After the sudden and unexplained appearance of fantastic new lifeforms known as whols, the world has haltingly begun to adapt to a new normal. That normal, however, includes some rather distressing caveats.
In Florent Ruppert and Jérôme Mulot’s The Extraordinary Part, the French cartooning duo create a compellingly layered examination of youth in cultural revolt. Told with quiet nuance, the book may nonetheless speak volumes to contemporary protest culture worldwide. It does this by tightly focusing on its protagonist, Orsay, who is undergoing the eye-opening experiences of young adulthood.

A child of the countryside, Orsay begins our story with a sort of calm, rural sense of duty. The whols—massive biological masses of myriad shapes and colors—float about the fields, occasionally blocking traffic in the way grazing cattle might, and Orsay deals with them in the calm way any farming community youth might: patiently.

The whols are generally peaceful, seemingly oblivious to the world unless threatened, and react violently to water. After some kids provoke one to violence, Orsay turns a garden hose on it and, in the resulting explosion, is mutated. His hands become as fluid and pliable as the whol itself. Orsay is forced, suddenly, to travel to the city for medical expertise. In doing so, he experiences a sexual, political, and cultural awakening.
Orsay’s journey is uniquely intimate, if tight-lipped. Despite being thrown into extreme situations—police riots, casual sex, crime and murder, and, of course, mutation—Orsay maintains that farm-bred calm. As the world around him becomes confrontational about its reality, he plays things close to his chest. He is neutral amongst very real chaos.

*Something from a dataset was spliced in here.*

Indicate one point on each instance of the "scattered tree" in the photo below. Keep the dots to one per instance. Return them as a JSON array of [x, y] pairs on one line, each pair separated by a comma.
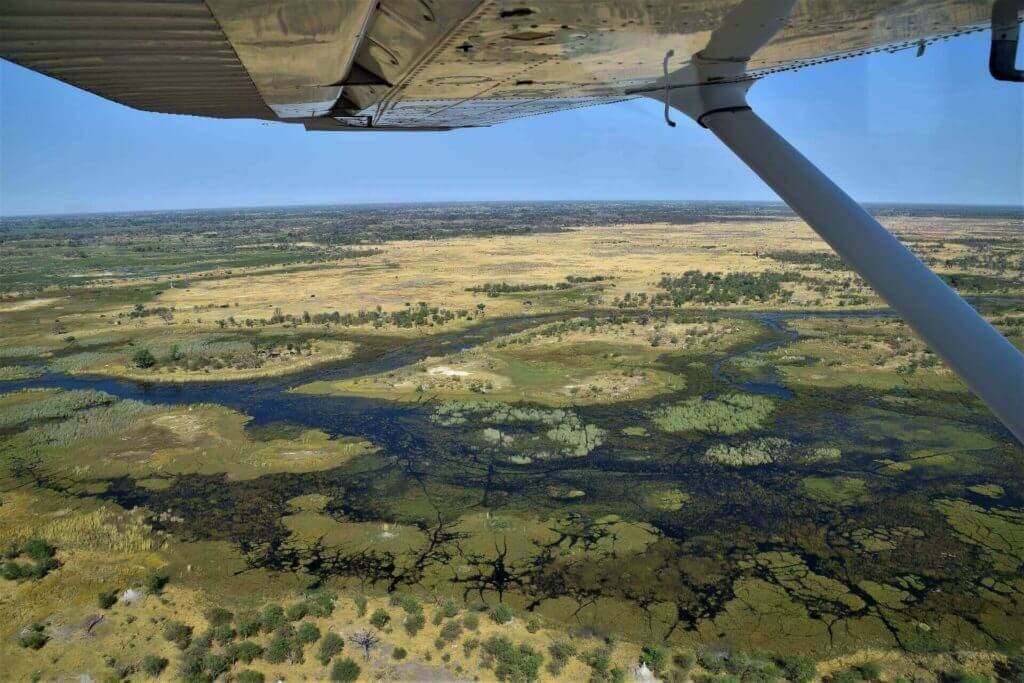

That chaos obliquely reflects our own reality. The whols are at risk—especially in the high traffic, rigid cities—in much the same way our own wildlife is at risk. Biologists speculate that between .01 and .1 of all species go extinct each year, which means a terrifying 200 to 2,000 creatures are wiped from existence. Urban wildlife is in constant conflict with humanity, and our own tragic and misguided constructions further compound the danger to animals by obscuring migration routes and eradicating ecosystems.
Ecological protesters, in The Extraordinary Part, are likewise at risk—though, of course, they’re at the hands of a reactive and overtly violent police force. This is an ongoing and escalating reality worldwide; occasionally, it’s the civilians under attack that have to de-escalate the violence directed at them.

Using these chilling and heartbreaking real-world concerns as the backdrop of Orsay’s cultural awakening might mirror the experiences of many young revolutionaries on the frontline going through their own awakenings. Orsay’s quiet, neutral state makes him the perfect avatar on which readers can project themselves.
If the reader accepts the fantastic as a metaphor, The Extraordinary Part: Book One: Orsay’s Hands might just be an accurate diary entry of today’s cultural reality–as distressing as it might be.